We're excited that you will be taking a Statistics course at Amherst! If you placed out of Introductory Statistics or took Stat 111 or are transitioning from Psyc 122 and are planning to take a second 200-level applied course from the Department, we recommend the following:

Preparation for Additional Courses: Students who complete Stat 111, Psyc 122, or who have successfully placed out of Stat 111/135 who intend to pursue additional courses in statistics (such as Stat 230, Stat 231, Stat 240) are required to review the material in an “Introduction to Multiple Regression” chapter and are strongly recommended to find a time to meet with a member of the Statistics faculty prior to undertaking additional statistics courses. This material is covered in Stat 135 and is assumed background for statistics electives.

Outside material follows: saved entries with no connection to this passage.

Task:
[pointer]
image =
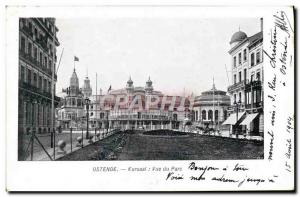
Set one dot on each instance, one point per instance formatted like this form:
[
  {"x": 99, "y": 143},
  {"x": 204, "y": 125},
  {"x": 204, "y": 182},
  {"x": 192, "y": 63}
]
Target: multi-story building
[
  {"x": 210, "y": 108},
  {"x": 37, "y": 60},
  {"x": 127, "y": 108},
  {"x": 124, "y": 108},
  {"x": 246, "y": 91},
  {"x": 71, "y": 112}
]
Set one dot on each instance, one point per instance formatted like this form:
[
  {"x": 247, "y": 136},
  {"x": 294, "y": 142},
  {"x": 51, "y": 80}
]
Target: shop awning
[
  {"x": 232, "y": 118},
  {"x": 249, "y": 118}
]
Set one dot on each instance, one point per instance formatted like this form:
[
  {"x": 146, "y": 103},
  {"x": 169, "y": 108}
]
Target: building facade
[
  {"x": 37, "y": 60},
  {"x": 246, "y": 91},
  {"x": 138, "y": 108},
  {"x": 71, "y": 110},
  {"x": 210, "y": 108},
  {"x": 126, "y": 108}
]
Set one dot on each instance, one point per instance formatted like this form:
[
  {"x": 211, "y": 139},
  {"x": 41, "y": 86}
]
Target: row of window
[
  {"x": 36, "y": 114},
  {"x": 237, "y": 60},
  {"x": 208, "y": 115},
  {"x": 43, "y": 59},
  {"x": 34, "y": 79},
  {"x": 253, "y": 77},
  {"x": 34, "y": 29},
  {"x": 257, "y": 97}
]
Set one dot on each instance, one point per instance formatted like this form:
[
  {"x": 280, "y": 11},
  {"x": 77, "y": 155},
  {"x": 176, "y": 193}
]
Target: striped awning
[{"x": 232, "y": 120}]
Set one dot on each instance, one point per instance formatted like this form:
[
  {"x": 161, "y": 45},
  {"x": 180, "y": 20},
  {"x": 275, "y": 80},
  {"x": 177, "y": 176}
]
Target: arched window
[
  {"x": 210, "y": 115},
  {"x": 216, "y": 115},
  {"x": 203, "y": 114}
]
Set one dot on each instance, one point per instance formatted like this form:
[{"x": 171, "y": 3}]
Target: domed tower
[
  {"x": 86, "y": 89},
  {"x": 148, "y": 87},
  {"x": 74, "y": 84},
  {"x": 237, "y": 37},
  {"x": 129, "y": 86}
]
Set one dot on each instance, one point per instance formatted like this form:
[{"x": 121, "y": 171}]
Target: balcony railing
[
  {"x": 35, "y": 89},
  {"x": 255, "y": 105},
  {"x": 36, "y": 63},
  {"x": 233, "y": 107},
  {"x": 253, "y": 85},
  {"x": 240, "y": 84}
]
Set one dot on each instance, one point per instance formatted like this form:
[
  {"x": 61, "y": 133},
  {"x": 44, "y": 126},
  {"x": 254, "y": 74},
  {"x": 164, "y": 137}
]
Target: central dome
[
  {"x": 238, "y": 36},
  {"x": 74, "y": 79}
]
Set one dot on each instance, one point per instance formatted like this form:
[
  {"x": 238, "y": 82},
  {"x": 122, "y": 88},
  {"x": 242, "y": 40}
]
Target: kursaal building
[
  {"x": 126, "y": 108},
  {"x": 246, "y": 92}
]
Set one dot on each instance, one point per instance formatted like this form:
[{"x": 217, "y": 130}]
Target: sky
[{"x": 181, "y": 55}]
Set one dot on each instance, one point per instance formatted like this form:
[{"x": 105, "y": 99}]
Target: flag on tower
[{"x": 109, "y": 89}]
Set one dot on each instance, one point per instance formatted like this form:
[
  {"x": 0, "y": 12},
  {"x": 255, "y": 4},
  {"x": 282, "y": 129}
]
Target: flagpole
[
  {"x": 96, "y": 97},
  {"x": 213, "y": 116}
]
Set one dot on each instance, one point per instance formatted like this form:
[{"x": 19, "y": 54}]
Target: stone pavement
[
  {"x": 42, "y": 156},
  {"x": 227, "y": 134}
]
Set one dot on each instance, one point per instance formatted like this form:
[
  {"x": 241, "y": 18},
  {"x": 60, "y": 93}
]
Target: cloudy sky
[{"x": 180, "y": 55}]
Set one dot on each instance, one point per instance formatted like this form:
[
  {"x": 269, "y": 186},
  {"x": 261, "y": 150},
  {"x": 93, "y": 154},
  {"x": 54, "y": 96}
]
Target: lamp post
[
  {"x": 237, "y": 104},
  {"x": 87, "y": 102}
]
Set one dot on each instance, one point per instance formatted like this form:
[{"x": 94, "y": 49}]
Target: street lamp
[
  {"x": 237, "y": 104},
  {"x": 87, "y": 102}
]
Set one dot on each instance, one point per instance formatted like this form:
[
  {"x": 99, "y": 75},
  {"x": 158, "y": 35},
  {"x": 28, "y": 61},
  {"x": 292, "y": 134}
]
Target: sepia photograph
[
  {"x": 140, "y": 89},
  {"x": 144, "y": 98}
]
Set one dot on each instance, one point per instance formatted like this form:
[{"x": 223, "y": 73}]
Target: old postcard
[{"x": 150, "y": 98}]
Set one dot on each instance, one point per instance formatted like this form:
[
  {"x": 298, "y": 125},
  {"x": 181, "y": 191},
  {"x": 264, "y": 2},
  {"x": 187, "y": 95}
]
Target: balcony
[
  {"x": 253, "y": 85},
  {"x": 255, "y": 105},
  {"x": 37, "y": 90},
  {"x": 233, "y": 107},
  {"x": 239, "y": 85}
]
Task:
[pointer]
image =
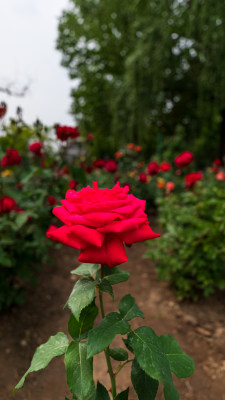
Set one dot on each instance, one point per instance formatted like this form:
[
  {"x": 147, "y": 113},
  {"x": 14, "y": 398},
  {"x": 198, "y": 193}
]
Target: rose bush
[{"x": 98, "y": 221}]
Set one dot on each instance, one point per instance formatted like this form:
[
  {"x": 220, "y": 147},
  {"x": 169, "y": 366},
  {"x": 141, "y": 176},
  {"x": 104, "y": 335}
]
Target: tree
[{"x": 147, "y": 68}]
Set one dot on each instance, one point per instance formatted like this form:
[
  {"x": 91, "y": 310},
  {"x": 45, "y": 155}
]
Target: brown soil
[{"x": 198, "y": 327}]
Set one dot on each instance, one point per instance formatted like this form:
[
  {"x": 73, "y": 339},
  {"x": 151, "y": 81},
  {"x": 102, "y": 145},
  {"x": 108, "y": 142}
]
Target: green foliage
[
  {"x": 145, "y": 387},
  {"x": 55, "y": 346},
  {"x": 102, "y": 336},
  {"x": 81, "y": 296},
  {"x": 190, "y": 253},
  {"x": 146, "y": 69},
  {"x": 79, "y": 371},
  {"x": 155, "y": 357}
]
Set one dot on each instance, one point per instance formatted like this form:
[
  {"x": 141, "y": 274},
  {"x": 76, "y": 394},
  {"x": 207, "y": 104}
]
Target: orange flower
[
  {"x": 118, "y": 154},
  {"x": 138, "y": 149}
]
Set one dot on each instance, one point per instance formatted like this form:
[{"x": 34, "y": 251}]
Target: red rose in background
[
  {"x": 220, "y": 176},
  {"x": 12, "y": 157},
  {"x": 170, "y": 186},
  {"x": 165, "y": 166},
  {"x": 142, "y": 177},
  {"x": 184, "y": 159},
  {"x": 65, "y": 132},
  {"x": 52, "y": 200},
  {"x": 153, "y": 168},
  {"x": 89, "y": 168},
  {"x": 3, "y": 109},
  {"x": 192, "y": 178},
  {"x": 217, "y": 162},
  {"x": 98, "y": 222},
  {"x": 7, "y": 204},
  {"x": 99, "y": 163},
  {"x": 35, "y": 148},
  {"x": 111, "y": 166},
  {"x": 73, "y": 184}
]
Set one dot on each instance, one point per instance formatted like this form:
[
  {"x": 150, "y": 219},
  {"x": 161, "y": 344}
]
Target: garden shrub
[{"x": 191, "y": 252}]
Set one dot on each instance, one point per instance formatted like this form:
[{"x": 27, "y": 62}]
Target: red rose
[
  {"x": 184, "y": 159},
  {"x": 89, "y": 168},
  {"x": 3, "y": 109},
  {"x": 73, "y": 184},
  {"x": 98, "y": 222},
  {"x": 217, "y": 162},
  {"x": 90, "y": 137},
  {"x": 170, "y": 186},
  {"x": 164, "y": 167},
  {"x": 142, "y": 177},
  {"x": 65, "y": 132},
  {"x": 153, "y": 168},
  {"x": 51, "y": 200},
  {"x": 35, "y": 148},
  {"x": 7, "y": 204},
  {"x": 192, "y": 178},
  {"x": 99, "y": 163},
  {"x": 111, "y": 166},
  {"x": 11, "y": 157},
  {"x": 220, "y": 176}
]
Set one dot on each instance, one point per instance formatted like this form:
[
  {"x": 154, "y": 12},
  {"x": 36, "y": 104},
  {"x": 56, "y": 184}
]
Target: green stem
[{"x": 106, "y": 351}]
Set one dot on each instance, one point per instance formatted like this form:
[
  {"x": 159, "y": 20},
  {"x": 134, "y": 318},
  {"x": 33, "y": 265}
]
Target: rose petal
[
  {"x": 122, "y": 226},
  {"x": 61, "y": 213},
  {"x": 91, "y": 236},
  {"x": 111, "y": 253},
  {"x": 64, "y": 236},
  {"x": 139, "y": 235}
]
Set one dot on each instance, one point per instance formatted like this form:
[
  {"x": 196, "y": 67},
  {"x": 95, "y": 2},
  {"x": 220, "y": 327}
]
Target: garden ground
[{"x": 198, "y": 327}]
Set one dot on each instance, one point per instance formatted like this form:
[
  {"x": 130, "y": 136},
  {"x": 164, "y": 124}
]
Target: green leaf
[
  {"x": 82, "y": 295},
  {"x": 105, "y": 286},
  {"x": 151, "y": 358},
  {"x": 79, "y": 371},
  {"x": 129, "y": 309},
  {"x": 101, "y": 392},
  {"x": 55, "y": 346},
  {"x": 115, "y": 275},
  {"x": 145, "y": 387},
  {"x": 79, "y": 329},
  {"x": 123, "y": 395},
  {"x": 118, "y": 354},
  {"x": 180, "y": 363},
  {"x": 99, "y": 338},
  {"x": 86, "y": 269},
  {"x": 5, "y": 261}
]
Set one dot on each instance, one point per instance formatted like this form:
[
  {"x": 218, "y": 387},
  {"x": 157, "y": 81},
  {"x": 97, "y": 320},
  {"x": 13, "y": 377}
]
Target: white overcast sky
[{"x": 28, "y": 32}]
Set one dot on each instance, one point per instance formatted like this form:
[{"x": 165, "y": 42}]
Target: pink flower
[
  {"x": 11, "y": 157},
  {"x": 73, "y": 184},
  {"x": 35, "y": 148},
  {"x": 52, "y": 200},
  {"x": 184, "y": 159},
  {"x": 142, "y": 177},
  {"x": 153, "y": 168},
  {"x": 111, "y": 166},
  {"x": 7, "y": 204},
  {"x": 165, "y": 166},
  {"x": 99, "y": 163},
  {"x": 192, "y": 178},
  {"x": 170, "y": 186},
  {"x": 98, "y": 222},
  {"x": 220, "y": 176}
]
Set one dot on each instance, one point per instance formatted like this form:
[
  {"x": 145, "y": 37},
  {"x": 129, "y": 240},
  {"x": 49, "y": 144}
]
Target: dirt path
[{"x": 199, "y": 328}]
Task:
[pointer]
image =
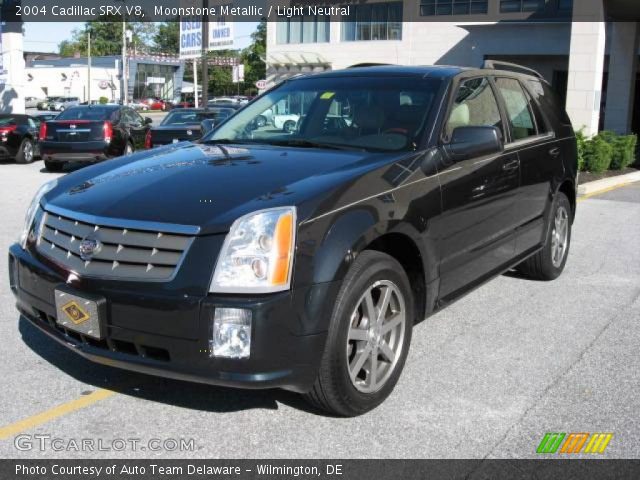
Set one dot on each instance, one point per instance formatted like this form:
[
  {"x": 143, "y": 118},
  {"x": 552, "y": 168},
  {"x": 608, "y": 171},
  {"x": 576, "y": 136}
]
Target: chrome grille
[{"x": 124, "y": 253}]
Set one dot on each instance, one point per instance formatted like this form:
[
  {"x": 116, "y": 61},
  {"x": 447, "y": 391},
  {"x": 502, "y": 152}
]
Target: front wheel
[
  {"x": 368, "y": 337},
  {"x": 549, "y": 262}
]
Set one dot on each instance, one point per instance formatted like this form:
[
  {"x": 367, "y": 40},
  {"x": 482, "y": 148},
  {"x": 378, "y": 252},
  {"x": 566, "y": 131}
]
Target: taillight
[
  {"x": 148, "y": 143},
  {"x": 108, "y": 131},
  {"x": 5, "y": 130}
]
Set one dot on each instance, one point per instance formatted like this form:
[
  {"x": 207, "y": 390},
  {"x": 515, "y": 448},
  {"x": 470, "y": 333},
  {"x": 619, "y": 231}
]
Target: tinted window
[
  {"x": 370, "y": 113},
  {"x": 88, "y": 113},
  {"x": 518, "y": 109},
  {"x": 475, "y": 105}
]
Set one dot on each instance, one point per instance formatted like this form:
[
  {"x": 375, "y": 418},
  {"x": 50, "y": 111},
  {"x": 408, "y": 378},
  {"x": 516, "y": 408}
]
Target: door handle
[{"x": 512, "y": 165}]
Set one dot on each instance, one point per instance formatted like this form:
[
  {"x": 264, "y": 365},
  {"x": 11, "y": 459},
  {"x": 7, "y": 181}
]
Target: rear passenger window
[
  {"x": 475, "y": 105},
  {"x": 518, "y": 108}
]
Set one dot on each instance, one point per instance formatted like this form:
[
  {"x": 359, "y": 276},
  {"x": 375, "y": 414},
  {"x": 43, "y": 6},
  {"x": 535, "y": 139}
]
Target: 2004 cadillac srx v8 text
[{"x": 257, "y": 258}]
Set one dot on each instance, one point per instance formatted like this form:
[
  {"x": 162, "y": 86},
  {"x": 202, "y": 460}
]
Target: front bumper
[{"x": 168, "y": 335}]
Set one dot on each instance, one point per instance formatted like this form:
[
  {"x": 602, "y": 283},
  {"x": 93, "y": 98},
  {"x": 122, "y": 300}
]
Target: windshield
[
  {"x": 194, "y": 118},
  {"x": 366, "y": 113},
  {"x": 88, "y": 113}
]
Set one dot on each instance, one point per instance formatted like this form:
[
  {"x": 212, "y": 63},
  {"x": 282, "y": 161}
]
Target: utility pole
[
  {"x": 195, "y": 82},
  {"x": 125, "y": 82},
  {"x": 89, "y": 66},
  {"x": 205, "y": 51}
]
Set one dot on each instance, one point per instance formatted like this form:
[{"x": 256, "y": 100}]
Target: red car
[{"x": 156, "y": 103}]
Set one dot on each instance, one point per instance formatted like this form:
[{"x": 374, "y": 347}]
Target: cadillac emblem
[{"x": 89, "y": 247}]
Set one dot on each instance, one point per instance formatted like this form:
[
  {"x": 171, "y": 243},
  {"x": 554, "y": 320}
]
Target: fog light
[{"x": 231, "y": 333}]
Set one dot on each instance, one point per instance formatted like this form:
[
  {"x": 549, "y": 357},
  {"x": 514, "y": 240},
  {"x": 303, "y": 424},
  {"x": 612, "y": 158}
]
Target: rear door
[
  {"x": 476, "y": 228},
  {"x": 535, "y": 145}
]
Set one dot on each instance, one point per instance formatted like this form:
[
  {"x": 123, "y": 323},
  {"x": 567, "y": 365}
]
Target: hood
[{"x": 207, "y": 186}]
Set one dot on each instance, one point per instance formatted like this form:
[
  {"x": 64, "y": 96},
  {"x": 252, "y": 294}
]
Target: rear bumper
[
  {"x": 279, "y": 357},
  {"x": 70, "y": 152}
]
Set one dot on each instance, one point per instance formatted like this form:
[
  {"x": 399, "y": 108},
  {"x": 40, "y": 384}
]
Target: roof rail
[{"x": 495, "y": 64}]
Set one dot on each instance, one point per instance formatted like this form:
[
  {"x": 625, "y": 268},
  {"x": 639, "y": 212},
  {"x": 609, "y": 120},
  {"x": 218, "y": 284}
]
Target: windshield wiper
[{"x": 297, "y": 142}]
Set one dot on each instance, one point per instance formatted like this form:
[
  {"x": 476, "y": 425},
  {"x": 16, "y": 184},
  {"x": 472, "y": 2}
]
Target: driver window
[{"x": 475, "y": 105}]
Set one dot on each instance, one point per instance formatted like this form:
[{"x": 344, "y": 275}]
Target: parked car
[
  {"x": 156, "y": 104},
  {"x": 254, "y": 258},
  {"x": 139, "y": 105},
  {"x": 91, "y": 133},
  {"x": 32, "y": 102},
  {"x": 62, "y": 103},
  {"x": 45, "y": 104},
  {"x": 18, "y": 138},
  {"x": 184, "y": 124},
  {"x": 45, "y": 117}
]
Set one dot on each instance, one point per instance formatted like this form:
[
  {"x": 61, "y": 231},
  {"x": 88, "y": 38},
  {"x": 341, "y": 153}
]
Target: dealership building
[
  {"x": 148, "y": 76},
  {"x": 587, "y": 49}
]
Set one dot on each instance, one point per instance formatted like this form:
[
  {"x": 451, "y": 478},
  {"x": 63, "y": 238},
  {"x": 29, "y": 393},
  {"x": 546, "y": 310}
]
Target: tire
[
  {"x": 53, "y": 166},
  {"x": 26, "y": 152},
  {"x": 289, "y": 126},
  {"x": 549, "y": 262},
  {"x": 344, "y": 387}
]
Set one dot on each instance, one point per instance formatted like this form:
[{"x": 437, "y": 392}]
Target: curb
[{"x": 598, "y": 186}]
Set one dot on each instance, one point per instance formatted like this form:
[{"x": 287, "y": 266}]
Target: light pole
[{"x": 89, "y": 65}]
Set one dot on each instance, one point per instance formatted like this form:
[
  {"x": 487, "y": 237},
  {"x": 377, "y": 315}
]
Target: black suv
[{"x": 256, "y": 258}]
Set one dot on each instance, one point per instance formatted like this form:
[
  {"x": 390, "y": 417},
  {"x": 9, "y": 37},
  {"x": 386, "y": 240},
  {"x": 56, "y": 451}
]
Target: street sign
[
  {"x": 190, "y": 37},
  {"x": 238, "y": 73},
  {"x": 220, "y": 34}
]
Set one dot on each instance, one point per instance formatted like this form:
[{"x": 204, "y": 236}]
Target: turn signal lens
[{"x": 257, "y": 255}]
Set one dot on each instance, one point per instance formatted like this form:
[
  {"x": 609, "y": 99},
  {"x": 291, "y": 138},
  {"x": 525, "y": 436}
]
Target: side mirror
[
  {"x": 207, "y": 125},
  {"x": 471, "y": 142}
]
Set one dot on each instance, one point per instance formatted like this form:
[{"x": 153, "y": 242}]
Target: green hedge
[{"x": 605, "y": 151}]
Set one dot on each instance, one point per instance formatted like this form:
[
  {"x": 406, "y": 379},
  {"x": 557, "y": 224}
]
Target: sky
[{"x": 45, "y": 36}]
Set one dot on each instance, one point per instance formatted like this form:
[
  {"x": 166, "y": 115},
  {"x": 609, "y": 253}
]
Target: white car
[
  {"x": 139, "y": 106},
  {"x": 287, "y": 122}
]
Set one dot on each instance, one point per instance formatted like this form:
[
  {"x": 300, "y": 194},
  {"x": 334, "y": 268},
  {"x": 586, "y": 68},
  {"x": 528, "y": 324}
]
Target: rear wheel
[
  {"x": 549, "y": 262},
  {"x": 53, "y": 166},
  {"x": 26, "y": 152},
  {"x": 368, "y": 337}
]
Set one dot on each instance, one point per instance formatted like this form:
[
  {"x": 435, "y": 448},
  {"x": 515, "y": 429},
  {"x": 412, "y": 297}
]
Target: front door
[{"x": 478, "y": 197}]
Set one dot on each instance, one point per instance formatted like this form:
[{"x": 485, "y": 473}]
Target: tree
[
  {"x": 106, "y": 37},
  {"x": 253, "y": 56}
]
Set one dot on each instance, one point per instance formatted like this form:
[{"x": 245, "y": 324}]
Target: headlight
[
  {"x": 257, "y": 254},
  {"x": 33, "y": 208}
]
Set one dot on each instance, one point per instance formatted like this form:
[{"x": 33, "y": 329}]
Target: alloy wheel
[{"x": 376, "y": 336}]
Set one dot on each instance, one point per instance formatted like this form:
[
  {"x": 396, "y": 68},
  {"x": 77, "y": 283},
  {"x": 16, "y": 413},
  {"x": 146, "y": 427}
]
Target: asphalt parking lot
[{"x": 485, "y": 378}]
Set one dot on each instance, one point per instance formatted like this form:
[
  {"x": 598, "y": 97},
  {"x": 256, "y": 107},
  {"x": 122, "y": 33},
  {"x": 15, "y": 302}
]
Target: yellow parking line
[
  {"x": 53, "y": 413},
  {"x": 604, "y": 190}
]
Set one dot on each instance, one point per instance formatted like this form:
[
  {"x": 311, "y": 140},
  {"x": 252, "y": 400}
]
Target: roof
[{"x": 433, "y": 71}]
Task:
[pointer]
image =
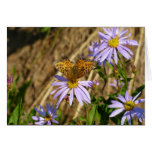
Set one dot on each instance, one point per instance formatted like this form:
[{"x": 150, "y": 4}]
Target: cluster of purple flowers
[{"x": 112, "y": 43}]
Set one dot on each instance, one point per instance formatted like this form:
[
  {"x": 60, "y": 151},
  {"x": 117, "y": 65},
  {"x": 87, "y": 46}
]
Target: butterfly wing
[
  {"x": 65, "y": 67},
  {"x": 82, "y": 67}
]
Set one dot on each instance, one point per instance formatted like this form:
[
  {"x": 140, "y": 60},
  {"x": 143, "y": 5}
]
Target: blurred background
[{"x": 33, "y": 52}]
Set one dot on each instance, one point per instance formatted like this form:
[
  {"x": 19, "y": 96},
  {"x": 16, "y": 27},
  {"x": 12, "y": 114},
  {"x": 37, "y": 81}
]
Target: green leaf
[
  {"x": 92, "y": 115},
  {"x": 140, "y": 89},
  {"x": 15, "y": 116}
]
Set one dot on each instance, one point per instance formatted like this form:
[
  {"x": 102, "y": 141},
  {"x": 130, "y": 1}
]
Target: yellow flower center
[
  {"x": 113, "y": 42},
  {"x": 129, "y": 105},
  {"x": 72, "y": 84},
  {"x": 47, "y": 118}
]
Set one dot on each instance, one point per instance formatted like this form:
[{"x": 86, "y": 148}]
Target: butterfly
[{"x": 74, "y": 71}]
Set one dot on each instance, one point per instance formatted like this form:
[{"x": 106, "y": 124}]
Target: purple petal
[
  {"x": 104, "y": 36},
  {"x": 124, "y": 117},
  {"x": 54, "y": 121},
  {"x": 83, "y": 95},
  {"x": 49, "y": 122},
  {"x": 126, "y": 37},
  {"x": 129, "y": 118},
  {"x": 125, "y": 48},
  {"x": 60, "y": 78},
  {"x": 136, "y": 96},
  {"x": 123, "y": 32},
  {"x": 40, "y": 123},
  {"x": 78, "y": 96},
  {"x": 104, "y": 56},
  {"x": 127, "y": 96},
  {"x": 110, "y": 55},
  {"x": 121, "y": 98},
  {"x": 116, "y": 104},
  {"x": 85, "y": 83},
  {"x": 102, "y": 53},
  {"x": 116, "y": 112},
  {"x": 58, "y": 83},
  {"x": 71, "y": 97},
  {"x": 139, "y": 101},
  {"x": 107, "y": 31},
  {"x": 115, "y": 56},
  {"x": 123, "y": 52},
  {"x": 37, "y": 118},
  {"x": 85, "y": 91},
  {"x": 62, "y": 96},
  {"x": 59, "y": 92}
]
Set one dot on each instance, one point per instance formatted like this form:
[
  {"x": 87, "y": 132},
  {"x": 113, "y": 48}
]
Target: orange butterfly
[{"x": 74, "y": 71}]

We also know some students may want to learn the software used in our statistics courses. This page is intended to provide resources for statistical content and the software for students entering our 200-level applied courses who did not take Stat 135.


Resources are divided into two broad categories: statistical content for regression and learning the software.


For a review of simple linear regression and exposure to multiple linear regression content, you might look at:

  • OpenIntro Statistics' Chapter 7 - An Introduction to Linear Regression and Chapter 8 - Sections 8.1-8.3 on Multiple Regression. This is a textbook with free pdf download available here.
  • Modern Data Science with R also has an appendix that reviews Linear Regression. A free pdf download of that Appendix is available here. Sections E.1-E.4 are the relevant sections.
  • The textbook Stats: Data and Models (4th edition) has chapters on Simple Linear Regression and Multiple Regression. The textbook is on reserve in the Science Library when classes are in session. Relevant chapters include Chapters 6-8, 25, and 28 (see companion R materials at https://nhorton.people.amherst.edu/sdm4).

Bear in mind that courses such as Stat 230 will have some review of simple linear regression and spend quite a bit of time with multiple linear regression, so you would be expected to have some familiarity with simple linear regression and exposure to multiple linear regression, before taking the course, but you are not expected to have mastered those concepts before the class.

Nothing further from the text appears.